Section 28 of SB 180 prohibits all local government-initiated ordinances that impose “more restrictive or burdensome” comprehensive plan amendments, land development regulations, or procedures concerning review, approval, or issuance of site plans, development permits, or development orders for the period commencing retroactively from August 1, 2024, through October 1, 2027, even if such amendments, regulations or procedures are in no way related to any hurricane or other emergency and even if such amendments, regulations, or procedures were duly enacted prior to the enactment of SB 180. In addition, Section 28 of SB 180 also bans local moratoria on construction, reconstruction, or redevelopment of property damaged by a hurricane during the same timeframe.
Section 18 of SB 180 further prohibits local governments that are in counties that are entirely or partially within 100 miles of the track of any future hurricane from enacting “more restrictive or burdensome” Land Use and Zoning Regulations, and moratoria on construction, reconstruction, or redevelopment of any property, damaged or not, for a period of one year after the storm makes landfall.

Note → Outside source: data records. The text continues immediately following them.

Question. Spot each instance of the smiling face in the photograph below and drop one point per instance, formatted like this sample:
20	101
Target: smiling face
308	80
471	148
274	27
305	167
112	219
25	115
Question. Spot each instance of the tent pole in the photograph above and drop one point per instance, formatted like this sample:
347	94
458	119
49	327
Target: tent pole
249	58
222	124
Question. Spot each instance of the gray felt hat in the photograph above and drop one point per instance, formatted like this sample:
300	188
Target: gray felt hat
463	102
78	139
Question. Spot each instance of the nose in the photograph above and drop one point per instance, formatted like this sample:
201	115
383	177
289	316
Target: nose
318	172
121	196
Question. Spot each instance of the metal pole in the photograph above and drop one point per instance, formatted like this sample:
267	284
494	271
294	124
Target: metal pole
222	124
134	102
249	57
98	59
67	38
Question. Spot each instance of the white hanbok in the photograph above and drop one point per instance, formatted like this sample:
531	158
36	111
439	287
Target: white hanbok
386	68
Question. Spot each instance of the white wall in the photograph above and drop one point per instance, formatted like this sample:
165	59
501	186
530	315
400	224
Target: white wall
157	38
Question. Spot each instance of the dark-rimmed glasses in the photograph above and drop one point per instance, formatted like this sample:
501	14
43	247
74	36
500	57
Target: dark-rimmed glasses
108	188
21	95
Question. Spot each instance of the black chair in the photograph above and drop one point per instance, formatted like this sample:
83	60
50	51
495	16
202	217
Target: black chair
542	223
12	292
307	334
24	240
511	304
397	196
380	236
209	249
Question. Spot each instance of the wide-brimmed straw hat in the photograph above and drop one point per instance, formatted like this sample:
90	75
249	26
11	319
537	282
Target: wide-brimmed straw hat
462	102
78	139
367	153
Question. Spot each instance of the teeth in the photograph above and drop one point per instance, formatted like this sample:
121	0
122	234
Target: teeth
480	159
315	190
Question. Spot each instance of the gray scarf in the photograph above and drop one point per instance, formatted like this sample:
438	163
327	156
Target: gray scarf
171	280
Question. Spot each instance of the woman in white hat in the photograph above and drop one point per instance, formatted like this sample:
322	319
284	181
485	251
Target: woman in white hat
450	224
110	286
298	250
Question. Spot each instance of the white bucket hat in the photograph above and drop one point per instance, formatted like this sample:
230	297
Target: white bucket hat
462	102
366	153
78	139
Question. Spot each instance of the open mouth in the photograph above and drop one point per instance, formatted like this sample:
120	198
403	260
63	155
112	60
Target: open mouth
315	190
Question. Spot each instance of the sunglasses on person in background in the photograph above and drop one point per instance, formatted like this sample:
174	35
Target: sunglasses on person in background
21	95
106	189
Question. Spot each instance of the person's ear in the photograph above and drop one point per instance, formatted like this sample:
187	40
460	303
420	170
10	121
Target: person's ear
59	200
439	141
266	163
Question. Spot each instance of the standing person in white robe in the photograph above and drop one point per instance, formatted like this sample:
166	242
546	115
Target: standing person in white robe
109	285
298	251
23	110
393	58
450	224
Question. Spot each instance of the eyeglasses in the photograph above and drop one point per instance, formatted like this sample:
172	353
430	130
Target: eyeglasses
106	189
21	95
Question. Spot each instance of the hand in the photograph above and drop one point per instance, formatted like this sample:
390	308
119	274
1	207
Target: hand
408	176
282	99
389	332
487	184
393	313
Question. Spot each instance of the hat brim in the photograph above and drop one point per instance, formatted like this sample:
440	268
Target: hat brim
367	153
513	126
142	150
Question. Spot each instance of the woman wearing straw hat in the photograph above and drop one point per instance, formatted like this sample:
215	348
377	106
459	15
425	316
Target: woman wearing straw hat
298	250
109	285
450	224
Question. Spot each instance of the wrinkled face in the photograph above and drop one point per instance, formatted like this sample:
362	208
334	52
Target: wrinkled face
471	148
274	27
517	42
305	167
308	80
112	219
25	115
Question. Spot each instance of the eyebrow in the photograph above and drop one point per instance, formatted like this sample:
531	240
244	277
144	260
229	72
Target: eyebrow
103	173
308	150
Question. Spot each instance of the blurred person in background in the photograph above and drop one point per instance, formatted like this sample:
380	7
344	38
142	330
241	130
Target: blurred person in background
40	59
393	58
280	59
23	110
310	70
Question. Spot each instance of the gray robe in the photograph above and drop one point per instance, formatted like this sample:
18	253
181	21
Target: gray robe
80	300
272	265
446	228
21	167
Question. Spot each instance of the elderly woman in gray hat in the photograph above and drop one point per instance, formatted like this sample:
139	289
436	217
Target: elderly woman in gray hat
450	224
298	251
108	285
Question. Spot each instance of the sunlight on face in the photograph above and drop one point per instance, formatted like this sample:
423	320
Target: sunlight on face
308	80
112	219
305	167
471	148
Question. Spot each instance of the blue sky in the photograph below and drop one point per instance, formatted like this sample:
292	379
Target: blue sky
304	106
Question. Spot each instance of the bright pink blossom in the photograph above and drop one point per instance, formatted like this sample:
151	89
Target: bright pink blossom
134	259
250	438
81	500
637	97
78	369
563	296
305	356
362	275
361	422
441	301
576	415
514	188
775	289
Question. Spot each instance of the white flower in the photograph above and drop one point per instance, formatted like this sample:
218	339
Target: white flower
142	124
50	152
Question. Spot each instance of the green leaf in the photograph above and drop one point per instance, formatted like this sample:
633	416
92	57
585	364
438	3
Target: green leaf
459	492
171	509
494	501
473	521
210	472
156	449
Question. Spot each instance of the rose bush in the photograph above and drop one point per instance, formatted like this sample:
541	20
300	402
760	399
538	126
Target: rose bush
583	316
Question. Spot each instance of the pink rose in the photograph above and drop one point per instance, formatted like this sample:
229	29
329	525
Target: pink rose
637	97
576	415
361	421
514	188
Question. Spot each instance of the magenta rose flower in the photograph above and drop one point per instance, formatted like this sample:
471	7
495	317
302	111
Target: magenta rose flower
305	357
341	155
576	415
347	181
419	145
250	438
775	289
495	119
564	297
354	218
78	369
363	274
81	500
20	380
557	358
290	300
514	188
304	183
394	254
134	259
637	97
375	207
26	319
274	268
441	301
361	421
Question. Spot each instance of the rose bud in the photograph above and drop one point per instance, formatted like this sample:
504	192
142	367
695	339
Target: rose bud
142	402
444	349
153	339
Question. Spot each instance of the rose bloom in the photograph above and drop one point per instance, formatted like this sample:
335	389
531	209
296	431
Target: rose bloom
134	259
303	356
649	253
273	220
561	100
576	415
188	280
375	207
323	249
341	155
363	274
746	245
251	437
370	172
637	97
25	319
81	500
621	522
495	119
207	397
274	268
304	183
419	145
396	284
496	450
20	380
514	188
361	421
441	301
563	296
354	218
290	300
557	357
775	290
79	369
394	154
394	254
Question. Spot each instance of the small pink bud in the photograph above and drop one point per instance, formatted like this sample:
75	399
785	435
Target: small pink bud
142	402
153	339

This litigation seeks to declare SB 180 unconstitutional and invalid because, among other things, it: (a) embraces more than one subject and matter properly connected therewith in violation of Article III, Section 6 of the Florida Constitution; (b) includes a defective title in violation of Article III, Section 6 of the Florida Constitution; (c) requires municipalities and counties to spend in the aggregate an amount that exceeds an insignificant fiscal impact without including a finding that the law fulfills an important state interest as required by Article VII, Section 18 of the Florida Constitution; (d) constitutes a sweeping intrusion on home-rule authority, threatening local ability to enact land use, zoning, flood-resiliency, and environmental protections, contrary to Article VIII, Section 2(b) of the Florida Constitution to a degree that renders the constitutional provision hollow; and (e) contains provisions that classify political subdivisions on a basis that is not reasonably related to the subject of the law in violation of Art. III, Section 11(b) of the Florida Constitution.
The law firm of Weiss Serota Helfman Cole + Bierman (the “Firm”) has offered to represent municipalities and counties in a group lawsuit to invalidate SB 180. Similar to the Form 6 litigation, the Firm will assess a flat fee, inclusive of attorneys' fees and costs, of $10,000 to represent the City in the litigation in the trial court. If the case is appealed, the City would pay an additional $5,000 to the Firm to represent it in any appeal related to the litigation that is filed at the District Court of Appeal, and $5,000 to the Firm to represent it in any appeal that is filed at the Florida Supreme Court.
City Attorney Review:
Approved as to form and legal sufficiency.